Alaska is a national and international treasure — a place of glaciated peaks, sprawling boreal forests, and vast tundra. Its wild rivers, wetlands, and fjords sustain some of the most diverse and abundant Arctic fish and wildlife on Earth, which nourish Indigenous communities and traditions today as they have since time immemorial.
These lands and waters are not only sacred and immense. They pulse with a living connection to culture and wilderness that must be witnessed to be understood.
Protecting them isn’t optional. It is our responsibility to defend wild Alaska.
Alaska’s congressional delegation and faraway federal politicians are determined to see oil and gas development in the far northeast corner of Alaska known as the Arctic National Wildlife Refuge, including destructive seismic exploration on the Arctic Refuge’s coastal plain. There, an abundance of unique animals rely on diverse habitat and unspoiled American public land on a scale unimaginable to many. The Gwich’in people live in villages throughout Arctic Alaska and Canada, and rely on the animals this landscape sustains.
America’s largest block of public land that spans nearly 23 million acres across Alaska’s North Slope, the Western Arctic makes up a vibrant region home to critical wildlife habitat and Alaska Native communities that subsist on the landscape’s living resources. Development in the Western Arctic has already begun, with more major projects on the horizon.

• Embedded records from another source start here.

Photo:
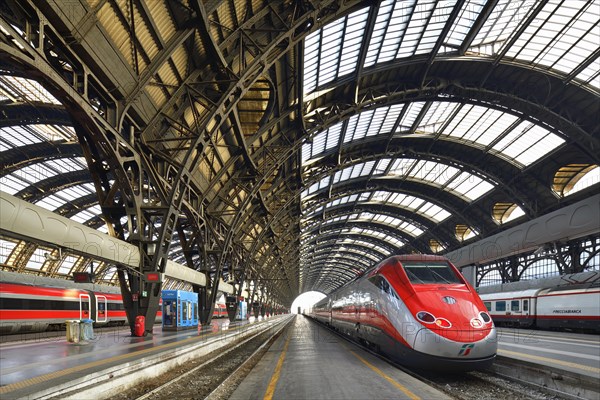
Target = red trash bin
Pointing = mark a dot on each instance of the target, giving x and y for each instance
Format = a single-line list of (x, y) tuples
[(140, 326)]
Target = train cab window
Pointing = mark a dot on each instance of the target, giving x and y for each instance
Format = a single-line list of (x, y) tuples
[(515, 305), (383, 284), (433, 272), (500, 306)]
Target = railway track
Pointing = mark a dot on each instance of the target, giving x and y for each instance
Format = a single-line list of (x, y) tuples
[(214, 376), (474, 385)]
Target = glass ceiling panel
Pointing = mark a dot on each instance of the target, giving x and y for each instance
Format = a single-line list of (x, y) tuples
[(85, 215), (19, 89), (377, 234), (333, 50), (561, 35), (589, 179), (6, 247), (396, 223), (357, 242), (323, 183), (466, 18), (511, 137), (354, 171)]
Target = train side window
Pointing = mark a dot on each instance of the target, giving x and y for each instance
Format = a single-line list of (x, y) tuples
[(515, 305), (500, 306)]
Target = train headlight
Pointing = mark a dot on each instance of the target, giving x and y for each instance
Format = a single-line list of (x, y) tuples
[(425, 317), (443, 323), (476, 323), (485, 317)]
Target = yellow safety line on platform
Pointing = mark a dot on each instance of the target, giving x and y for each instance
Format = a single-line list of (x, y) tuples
[(387, 377), (57, 374), (277, 372), (550, 360)]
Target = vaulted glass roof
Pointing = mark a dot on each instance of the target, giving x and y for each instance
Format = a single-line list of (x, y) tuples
[(390, 126), (430, 159)]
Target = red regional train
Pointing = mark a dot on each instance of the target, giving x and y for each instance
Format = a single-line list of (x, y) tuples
[(418, 310), (35, 304), (220, 311)]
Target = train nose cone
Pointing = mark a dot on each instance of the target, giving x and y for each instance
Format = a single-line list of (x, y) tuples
[(431, 342)]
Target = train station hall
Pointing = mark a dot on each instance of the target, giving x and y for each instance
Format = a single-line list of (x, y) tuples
[(300, 199)]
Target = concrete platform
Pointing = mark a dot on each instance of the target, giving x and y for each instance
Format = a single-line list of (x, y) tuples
[(577, 353), (47, 367), (309, 362)]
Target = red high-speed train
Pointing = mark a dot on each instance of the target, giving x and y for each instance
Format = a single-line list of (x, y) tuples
[(36, 304), (418, 310)]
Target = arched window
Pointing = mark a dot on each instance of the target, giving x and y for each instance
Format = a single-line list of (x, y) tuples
[(464, 232), (575, 177), (504, 212), (436, 246)]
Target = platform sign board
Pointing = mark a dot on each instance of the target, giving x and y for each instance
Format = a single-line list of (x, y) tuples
[(156, 277)]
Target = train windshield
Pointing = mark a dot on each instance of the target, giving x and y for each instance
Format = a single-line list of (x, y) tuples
[(430, 272)]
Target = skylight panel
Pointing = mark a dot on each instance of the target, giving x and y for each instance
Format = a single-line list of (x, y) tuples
[(333, 50), (11, 184), (402, 166), (502, 22), (353, 172), (67, 265), (391, 22), (342, 200), (591, 74), (434, 212), (414, 32), (6, 247), (435, 25), (528, 143), (85, 215), (409, 118), (15, 136), (433, 172), (470, 186), (25, 90), (436, 116), (315, 187), (560, 37), (466, 18), (37, 259), (589, 179), (322, 142), (51, 202)]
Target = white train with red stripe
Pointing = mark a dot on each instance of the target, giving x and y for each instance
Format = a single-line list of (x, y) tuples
[(30, 303), (571, 303), (418, 310)]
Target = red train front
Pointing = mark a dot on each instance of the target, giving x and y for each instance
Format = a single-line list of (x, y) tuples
[(419, 310)]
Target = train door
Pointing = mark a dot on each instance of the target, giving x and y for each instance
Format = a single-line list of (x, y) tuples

Southeast Alaska’s Tongass National Forest is America’s largest national forest. It’s home to vast wilderness, thriving wildlife, and one of the planet’s most powerful climate solutions. The old-growth forest stores about 8% of all the carbon in U.S. forests, making every acre critical. But industrial logging, road building, and extractive pressures threaten to unleash that carbon, fracture habitat, and undermine the forest’s value for climate, communities, and wildlife alike.
This giant northern forest is an economic engine for Alaska’s recreation economy. It is home to America’s largest wetlands, 20 tidewater glaciers, and vital salmon streams. With minimal roads, its pristine landscapes—from the Kenai Peninsula to Prince William Sound—store carbon and provide essential habitat for bears, mountain goats, and millions of birds, making its protection critical for outdoor enthusiasts in search of adventure as well as national climate and conservation goals.
Bristol Bay is the largest wild sockeye salmon-producing region in the world and the last wild salmon powerhouse region in the United States. It’s home to the world’s greatest concentration of brown bears and its $2.2 billion fishery is a sustainable industry that provides for thousands of American families and helps feed the world. But proposed mining in the region threatens this entire watershed.
In the far southwest portion of the state, on the Aleutian island chain, Izembek is one of our country’s most ecologically unique federally designated wilderness areas. It protects more than 200 species of wildlife, including the entire world population of emperor geese that migrate through this refuge each spring and fall. A proposed road corridor threatens to cut through its wilderness, disrupt globally critical habitat, and erode protections built for generations.
The Arctic Ocean is a living, breathing place, home to whales, seals, and polar bears, and central to Indigenous communities who have relied on these waters for generations. Its ice-covered seas help regulate the planet’s climate and sustain life found nowhere else. But today, climate change and plans for offshore drilling threaten to permanently alter this fragile ocean, putting wildlife, food sources, and ways of life at risk.